Mon dard buccal atteint la cible. Ton clitoris criblé de petites secousses, il sautille. À la manière d’un cadeau, je l’emballe de mes lèvres. Je le suçote doucement. Tu mouilles de plus en plus. Mes mains s’attachent à tes seins. Ton clitoris sous pression et fouetter par ma langue, se gondole, tressaute, tu jouis. Je bois à la fontaine qui a inondé ton corps d’émotions. La volupté s’immisce dans tout ton être. Tu te dresses, t’assoies sur le bord de la table. Entre tes cuisses, tes doigts décrochent le bouton de mon pantalon. La fermeture éclair brise le silence. Il tombe au sol. Mon sexe dur se pose entre ta main. Tu me masturbe doucement. Tes yeux espiègles me fixent, ta langue danse sur ta bouche entrouverte.
Tu maîtrise la situation. Tu me guides vers la chaise, tu me pousses, mes fesses épousent le siège. Tu t’agenouilles entre mes jambes. Ta langue monte et descend le long de ma tige de plus en plus excité. La lente fellation escortée d’une valse de ta main, m’excite. Tu te dresses, fait demi-tour. Tu distances tes jambes, mon sexe dressé, attends ta féminité humectée. Tu t’assois lentement,
Précautionneusement. Tes genoux fléchissent, se dressent. À chaque mouvement, mon pénis glisse en toi. J’atteins presque le zénith de l’excitation.

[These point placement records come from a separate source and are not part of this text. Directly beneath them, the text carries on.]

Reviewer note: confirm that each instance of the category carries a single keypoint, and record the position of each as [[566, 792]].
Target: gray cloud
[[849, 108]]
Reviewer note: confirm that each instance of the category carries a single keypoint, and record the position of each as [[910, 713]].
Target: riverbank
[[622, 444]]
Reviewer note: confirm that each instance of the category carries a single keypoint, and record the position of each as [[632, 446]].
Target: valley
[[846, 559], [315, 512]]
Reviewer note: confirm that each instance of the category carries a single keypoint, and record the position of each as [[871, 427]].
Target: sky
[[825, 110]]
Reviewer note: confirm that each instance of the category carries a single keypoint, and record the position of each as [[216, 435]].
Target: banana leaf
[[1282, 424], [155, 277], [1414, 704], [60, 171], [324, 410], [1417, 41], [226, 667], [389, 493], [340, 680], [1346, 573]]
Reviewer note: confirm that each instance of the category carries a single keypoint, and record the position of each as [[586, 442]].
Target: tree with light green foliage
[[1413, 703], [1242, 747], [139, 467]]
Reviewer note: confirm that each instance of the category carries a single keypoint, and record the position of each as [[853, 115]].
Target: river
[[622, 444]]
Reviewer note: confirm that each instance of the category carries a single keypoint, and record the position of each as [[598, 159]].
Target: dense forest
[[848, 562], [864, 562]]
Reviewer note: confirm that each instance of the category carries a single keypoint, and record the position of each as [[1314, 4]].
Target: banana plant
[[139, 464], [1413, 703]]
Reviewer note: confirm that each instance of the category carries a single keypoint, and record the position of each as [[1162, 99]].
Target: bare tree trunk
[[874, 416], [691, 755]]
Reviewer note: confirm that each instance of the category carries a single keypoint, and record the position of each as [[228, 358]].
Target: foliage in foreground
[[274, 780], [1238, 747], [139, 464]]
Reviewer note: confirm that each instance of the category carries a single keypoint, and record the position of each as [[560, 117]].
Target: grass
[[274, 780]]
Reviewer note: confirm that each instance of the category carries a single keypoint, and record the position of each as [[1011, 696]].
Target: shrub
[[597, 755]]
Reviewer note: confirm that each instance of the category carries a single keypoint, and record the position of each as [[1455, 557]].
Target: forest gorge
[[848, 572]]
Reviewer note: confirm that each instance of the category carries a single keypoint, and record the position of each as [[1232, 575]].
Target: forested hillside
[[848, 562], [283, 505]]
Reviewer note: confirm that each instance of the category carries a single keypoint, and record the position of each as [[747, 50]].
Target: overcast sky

D’un mouvement autoritaire, je te repousse. Ton ventre se moule la table, tes seins écrasés, ton dos cambré. Je suis debout derrière toi. Tu sais ce qui me transporte à la lune. Tes bras vont vers tes jolies fesses, tu espaces ces charmants monticules. Mon pénis enfile ton sexe, un doigt caresse ton anus. L’agitation de nos corps transforme mon pénis en un volcan chaud. La larve de mon sexe s’écoule sur l’orifice intime de ton anus. Je baptiserai ce jour-là à ton nom.